站起身,鱼寒装出一副踌躇满志的样子道:“想不出法子节流,本公子没能耐开源不成?费耀,雍弈,跟本公子逛街去!”
“公子!说吧,您是看上了哪个大户人家?”跟着就出了吕祖谦的小院,雍弈率先根据当初在西河州的经历而对鱼寒的行为做出了猜测。
作为接受过特训的书童,劫富济贫这种大好事当然不能让他们产生任何心理障碍,更何况这济的还是自己呢?
“你这混蛋,就不能想点好的?”有胆子跑到吐蕃跟西夏去胡闹,当然就不会介意去临安富绅的家中溜达一圈,但费耀还是对同伴的建议提出了反对意见。
反对,并非是针对建议本身,也绝非是为了替那些很可能被盯上的倒霉蛋考虑。
世人常言爱屋及乌,但如果是恨呢?这效果,怕也差不了多少。
碍于自身遭遇而对当今朝廷没有任何好感,宁可顶着个书童的名头也不愿为朝廷效力。
在费耀等人看来,临安城的富绅劫了也就劫了。
若对方是为富不仁者,那就当是闲得无聊在替天行道。
若对方是古道热肠的大好人,那也只能说明他们的运气不咋样!
唯一的顾忌也就在于,初来乍到对于临安城是个什么环境都还没有搞清楚。
而缺少了情报的有力支持,若是打劫的时候运气不好蹿进某个朝廷重臣家里,那这乐子可就真闹大了!
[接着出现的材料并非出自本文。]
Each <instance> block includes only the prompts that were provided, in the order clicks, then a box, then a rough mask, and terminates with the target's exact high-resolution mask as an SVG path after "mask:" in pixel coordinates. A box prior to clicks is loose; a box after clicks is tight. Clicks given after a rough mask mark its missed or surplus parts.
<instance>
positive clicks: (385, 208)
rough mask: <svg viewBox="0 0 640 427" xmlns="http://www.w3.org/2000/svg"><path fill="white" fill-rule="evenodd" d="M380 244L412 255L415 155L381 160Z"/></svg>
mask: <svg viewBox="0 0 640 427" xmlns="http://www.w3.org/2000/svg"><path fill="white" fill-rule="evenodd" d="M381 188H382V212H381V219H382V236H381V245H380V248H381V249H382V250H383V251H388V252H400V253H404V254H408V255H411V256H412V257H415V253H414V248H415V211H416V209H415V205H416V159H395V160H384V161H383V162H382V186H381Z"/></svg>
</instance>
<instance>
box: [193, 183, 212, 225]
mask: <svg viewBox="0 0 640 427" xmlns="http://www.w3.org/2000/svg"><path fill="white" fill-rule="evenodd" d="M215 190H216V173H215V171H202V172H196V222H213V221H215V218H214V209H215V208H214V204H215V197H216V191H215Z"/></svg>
公子说过在任何时候都不能小瞧任何对手,虽说有十足把握在闹出大动静之后溜回祐川,但费耀还是不能给即将参加朝廷科举考试的鱼寒留下任何隐患。
“那咋办?早知道当初咱就不该嫌麻烦,若真能把那十大车东西给拖到临安,也不至……”
“要不,你小子跑一趟?回去多整个商队给带过来?”当初正是鱼寒主动提议尽量减少负担才会在略阳把祐川土特产都给抛售一空,如今突然又被人旧事重提,正在兀自懊恼的他能不出言反击?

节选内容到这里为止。